The agreement resolves a lawsuit brought by the United States in the U.S. District Court for the Southern District of Florida alleging that the Jankes and MR violated the False Claims Act by causing AHC to falsely increase the severity of beneficiary diagnoses to obtain higher Medicare payments. Under the Medicare Advantage Program, MAO's are paid more to provide services for members with serious and/or chronic medical conditions then they are for relatively healthy members.

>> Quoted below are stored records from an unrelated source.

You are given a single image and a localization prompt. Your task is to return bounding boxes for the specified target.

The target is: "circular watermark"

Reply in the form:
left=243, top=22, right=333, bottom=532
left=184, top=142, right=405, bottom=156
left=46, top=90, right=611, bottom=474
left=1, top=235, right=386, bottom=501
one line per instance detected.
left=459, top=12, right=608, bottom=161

In addition to suing the Jankes and MR, the United States successfully petitioned the court to freeze approximately $20 million of the Janke's assets believed to be the proceeds of their unlawful scheme. A portion of the Janke’s frozen assets, along with monies resulting from the dissolution of AHC now held in receivership by the Florida Department of Financial Services, will be used to pay the settlement.
"Patients seeking health care should be able to rely on the diagnoses they are given," said Tony West, Assistant Attorney General for the Justice Department’s Civil Division. "We will aggressively pursue those who falsify medical diagnoses in order to receive taxpayer funds to which they are not entitled."
Christopher B. Dennis, Special Agent in Charge of the Department of Health and Human Services’ Miami Regional Office of Inspector General (HHS-OIG), stated, "[w]hile the OIG continues to target healthcare fraud criminally, this case involving Medicare’s managed care program also reinforces the OIG’s commitment to civilly investigate health care fraud."
The Centers for Medicare & Medicaid Services (CMS) Administrator, Donald Berwick, M.D., added, "[t]his case confirms that Medicare Advantage plans must comply with Medicare’s requirements that payment data must be accurate."
Both HHS-OIG and CMS expressed appreciation for the Department of Justice’s willingness to collaborate with them on the case and to ensure that restitution be made to the Medicare Trust Fund and the federal taxpayers.
The settlement is part of the government's emphasis on combating health care fraud and another step for the Health Care Fraud Prevention and Enforcement Action Team (HEAT), which was announced by Attorney General Eric Holder and HHS Secretary Kathleen Sebelius in May 2009. The partnership between the two departments has focused efforts to reduce and prevent Medicare and Medicaid fraud through enhanced cooperation. One of the most powerful tools in that effort is the False Claims Act, which the Justice Department has used to recover approximately $4.2 billion since January 2009 in cases involving fraud against federal health care programs. The Justice Department's total recoveries in False Claims Act cases since January 2009 have topped $5.8 billion
The settlement was part of a coordinated effort among the Commercial Litigation Branch of the Justice Department’s Civil Division, HHS’s OIG and Office of the General Counsel, and the CMS.